The null hypothesis (\(H_0\)) states that there is no significant difference between the PSO model and other models, while the alternative hypothesis (\(H_1\)) suggests that a significant difference exists. A p-value below 0.05 indicates that we reject \(H_0\), meaning that the models perform significantly differently.

The results in Table 11 show that PSO significantly outperforms all other models since all p-values are below 0.05. This confirms that the differences in accuracy between PSO and other models are statistically significant.

Table 11 Paired t-test Results Comparing PSO with Other Models.

Conclusion and future scope

This study introduces a PSO-Weighted Ensemble Framework integrated with SMOTE to address the challenges of imbalanced datasets in Student Dropout Prediction (SDP). The proposed approach outperforms traditional machine learning classifiers, achieving accuracy of 86% and an AUC score of 0.9593. Particle Swarm Optimization (PSO) consistently surpasses other optimization methods, such as Ant Colony Optimization (ACO) and Firefly algorithms, in all performance metrics in dropout, enrolled, and graduate classes. The novelty of the method lies in the combination of ensemble optimization techniques with SMOTE, improving data balance and model performance. Beyond academic performance, student dropout has profound implications for mental health, stress levels, and long-term career prospects. By enabling early detection of at-risk students, the framework facilitates timely interventions that not only improve academic success but also contribute to psychological well-being. The experimental results highlight the effectiveness of the framework in accurately identifying at-risk students and facilitating targeted interventions by educational institutions.
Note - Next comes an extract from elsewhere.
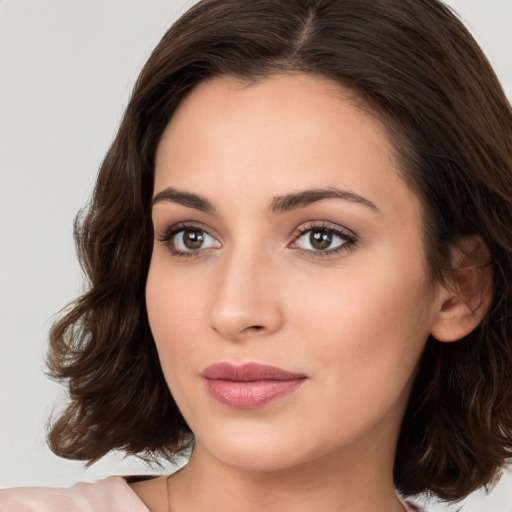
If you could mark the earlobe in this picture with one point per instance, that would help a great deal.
(466, 296)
The model can be integrated into online learning platforms for real-time risk assessment and generalizes across different education levels with slight adjustments in retraining. Periodic retraining, particularly at the start of each academic year, would enhance adaptability to evolving student data. However, deployment must address regulatory challenges, ensuring compliance with student data privacy laws, while integrating seamlessly with existing academic systems. To enable real-world adoption, future work should explore deployment strategies, such as integrating the model into existing student management systems for real-time analysis. In addition, the study is limited by its generalizability across diverse educational institutions and scalability to large datasets. Future research could focus on incorporating deep learning architectures and exploring explainable AI techniques to enhance interpretability, scalability, and robustness of the framework in different educational settings.